Fron Martin Wolf in the FT this morning:
Is a global economic recession likely? If so, what might trigger it? Willem Buiter, Citi’s chief economist and the Financial Times’ erstwhile Maverecon blogger, answers these questions: “Yes” and “China”. His case is plausible. This does not mean we must expect a recession. But people should see such a scenario as plausible.
I err towards likely. Or if you wish, at the probable end of plausibility.
And what I am quite sure of is that in that case the assumptions that George Osborne was forced to make to forecast a government surplus by 2020 look increasingly inappropriate.
He assumed a significant improvement in the UK balance of trade. Even with declining commodity prices I do not think that likely.
He forecast massive increases in business borrowing to fund investment at levels unknown in recent economic history. With even a hint of recession on the horizon that is not going to happen.

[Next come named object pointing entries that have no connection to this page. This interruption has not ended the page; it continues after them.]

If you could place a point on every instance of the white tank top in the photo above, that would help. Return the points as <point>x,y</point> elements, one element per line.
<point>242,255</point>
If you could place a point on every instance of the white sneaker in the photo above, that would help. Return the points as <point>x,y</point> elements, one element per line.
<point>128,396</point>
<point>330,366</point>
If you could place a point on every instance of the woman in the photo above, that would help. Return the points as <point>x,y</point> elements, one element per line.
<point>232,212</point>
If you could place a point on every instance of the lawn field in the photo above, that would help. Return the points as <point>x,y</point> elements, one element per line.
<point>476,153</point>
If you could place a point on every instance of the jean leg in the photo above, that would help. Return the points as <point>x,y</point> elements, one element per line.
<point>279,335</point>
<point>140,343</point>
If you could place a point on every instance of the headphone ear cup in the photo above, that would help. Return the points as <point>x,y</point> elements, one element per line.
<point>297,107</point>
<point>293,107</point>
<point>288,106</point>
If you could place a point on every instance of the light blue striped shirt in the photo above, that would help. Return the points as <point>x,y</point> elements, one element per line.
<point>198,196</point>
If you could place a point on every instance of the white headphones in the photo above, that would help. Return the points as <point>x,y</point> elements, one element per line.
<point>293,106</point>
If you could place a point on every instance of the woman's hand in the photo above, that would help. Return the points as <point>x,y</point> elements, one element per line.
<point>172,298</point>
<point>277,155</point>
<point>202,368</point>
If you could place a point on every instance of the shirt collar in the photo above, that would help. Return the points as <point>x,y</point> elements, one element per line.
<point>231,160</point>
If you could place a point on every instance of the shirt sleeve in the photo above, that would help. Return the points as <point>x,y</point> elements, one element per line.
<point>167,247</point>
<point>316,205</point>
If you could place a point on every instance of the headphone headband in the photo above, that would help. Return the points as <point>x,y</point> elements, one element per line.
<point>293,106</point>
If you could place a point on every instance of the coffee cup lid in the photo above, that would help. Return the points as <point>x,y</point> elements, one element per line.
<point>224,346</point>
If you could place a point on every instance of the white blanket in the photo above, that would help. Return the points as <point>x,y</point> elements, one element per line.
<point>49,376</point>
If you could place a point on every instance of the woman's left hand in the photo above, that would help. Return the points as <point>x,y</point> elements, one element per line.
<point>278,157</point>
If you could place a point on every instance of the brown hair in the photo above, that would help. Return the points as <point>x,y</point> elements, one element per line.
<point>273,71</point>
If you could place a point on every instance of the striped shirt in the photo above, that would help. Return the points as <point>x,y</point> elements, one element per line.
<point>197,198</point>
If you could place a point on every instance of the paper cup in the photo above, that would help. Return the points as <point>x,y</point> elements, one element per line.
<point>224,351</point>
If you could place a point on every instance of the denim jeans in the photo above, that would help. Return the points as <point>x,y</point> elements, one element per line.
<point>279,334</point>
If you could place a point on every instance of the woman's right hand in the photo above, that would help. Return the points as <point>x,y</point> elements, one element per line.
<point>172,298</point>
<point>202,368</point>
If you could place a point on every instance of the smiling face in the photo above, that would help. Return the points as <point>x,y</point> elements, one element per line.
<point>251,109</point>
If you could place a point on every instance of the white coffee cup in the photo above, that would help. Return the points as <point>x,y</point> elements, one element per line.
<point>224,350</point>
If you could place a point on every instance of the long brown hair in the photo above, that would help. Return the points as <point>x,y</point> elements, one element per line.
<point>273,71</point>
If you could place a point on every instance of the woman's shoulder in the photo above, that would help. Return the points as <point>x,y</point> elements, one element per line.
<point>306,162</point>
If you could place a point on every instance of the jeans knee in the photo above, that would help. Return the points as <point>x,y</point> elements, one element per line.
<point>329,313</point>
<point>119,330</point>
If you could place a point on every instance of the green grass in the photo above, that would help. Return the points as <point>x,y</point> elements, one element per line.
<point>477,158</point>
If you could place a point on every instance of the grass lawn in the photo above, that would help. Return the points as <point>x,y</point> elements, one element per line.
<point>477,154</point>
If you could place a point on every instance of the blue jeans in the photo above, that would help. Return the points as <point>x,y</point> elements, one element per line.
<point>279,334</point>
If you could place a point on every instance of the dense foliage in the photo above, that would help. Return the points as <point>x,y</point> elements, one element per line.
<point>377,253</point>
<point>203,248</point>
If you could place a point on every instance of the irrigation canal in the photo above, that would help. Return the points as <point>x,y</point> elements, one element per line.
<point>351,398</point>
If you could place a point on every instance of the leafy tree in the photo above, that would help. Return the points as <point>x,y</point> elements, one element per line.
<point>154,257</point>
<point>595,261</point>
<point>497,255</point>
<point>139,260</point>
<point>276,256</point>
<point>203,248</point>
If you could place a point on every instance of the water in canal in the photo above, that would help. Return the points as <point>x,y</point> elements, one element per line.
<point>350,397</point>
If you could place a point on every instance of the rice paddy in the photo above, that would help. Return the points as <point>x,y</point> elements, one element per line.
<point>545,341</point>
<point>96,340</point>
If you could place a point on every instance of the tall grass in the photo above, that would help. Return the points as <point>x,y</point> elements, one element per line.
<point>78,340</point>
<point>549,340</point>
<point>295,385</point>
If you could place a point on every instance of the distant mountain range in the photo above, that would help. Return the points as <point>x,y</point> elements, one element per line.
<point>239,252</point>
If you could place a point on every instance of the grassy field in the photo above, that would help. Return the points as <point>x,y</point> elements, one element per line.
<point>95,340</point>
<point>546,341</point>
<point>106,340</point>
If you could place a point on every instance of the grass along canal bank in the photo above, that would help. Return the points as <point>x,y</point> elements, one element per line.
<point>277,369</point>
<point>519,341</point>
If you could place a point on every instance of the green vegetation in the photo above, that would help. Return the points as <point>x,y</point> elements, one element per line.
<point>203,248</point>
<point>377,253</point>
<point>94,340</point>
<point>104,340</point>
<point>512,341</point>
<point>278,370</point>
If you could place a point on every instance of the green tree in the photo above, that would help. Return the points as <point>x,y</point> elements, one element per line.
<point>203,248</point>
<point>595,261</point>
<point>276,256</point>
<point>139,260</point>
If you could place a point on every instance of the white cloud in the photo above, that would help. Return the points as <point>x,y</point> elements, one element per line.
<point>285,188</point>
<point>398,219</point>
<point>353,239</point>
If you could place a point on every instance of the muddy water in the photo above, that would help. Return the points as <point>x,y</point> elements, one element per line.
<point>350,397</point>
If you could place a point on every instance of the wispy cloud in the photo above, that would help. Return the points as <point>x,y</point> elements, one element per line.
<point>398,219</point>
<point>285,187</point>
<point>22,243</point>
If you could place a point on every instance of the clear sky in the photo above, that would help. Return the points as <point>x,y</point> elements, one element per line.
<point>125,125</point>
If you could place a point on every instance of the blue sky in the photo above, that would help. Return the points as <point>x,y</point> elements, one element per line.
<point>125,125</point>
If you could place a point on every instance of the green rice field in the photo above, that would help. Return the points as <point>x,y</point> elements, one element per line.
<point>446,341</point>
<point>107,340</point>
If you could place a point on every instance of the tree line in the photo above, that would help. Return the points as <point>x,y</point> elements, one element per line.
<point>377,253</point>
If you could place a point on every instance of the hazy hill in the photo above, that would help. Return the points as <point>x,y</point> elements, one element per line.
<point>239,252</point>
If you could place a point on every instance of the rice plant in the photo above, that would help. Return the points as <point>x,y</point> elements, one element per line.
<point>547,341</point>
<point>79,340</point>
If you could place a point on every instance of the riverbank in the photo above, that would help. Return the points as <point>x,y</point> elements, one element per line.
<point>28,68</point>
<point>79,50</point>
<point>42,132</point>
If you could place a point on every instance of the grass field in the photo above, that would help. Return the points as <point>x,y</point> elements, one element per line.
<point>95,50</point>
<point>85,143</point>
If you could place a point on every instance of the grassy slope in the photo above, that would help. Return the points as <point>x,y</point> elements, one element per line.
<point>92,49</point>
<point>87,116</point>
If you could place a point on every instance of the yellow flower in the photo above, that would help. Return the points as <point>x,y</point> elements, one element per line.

And he believed that households are going on a massive consumer spending spree to max out their credit cards to a scale greater than that seen before 2008. Given the abolition of the social security safety net I foresee many fewer willing to take any such risk.
The reality for the UK is that we face a tough time.
The reality for George Osborne is that his plans already look like the most hopelessly wishful thinking. And this time the recession will be on his watch and will be made worse by his own failure to prepare.
People's Quantitative Easing is part of the preparation for times to come. George Osborne may come to regret not getting to it first.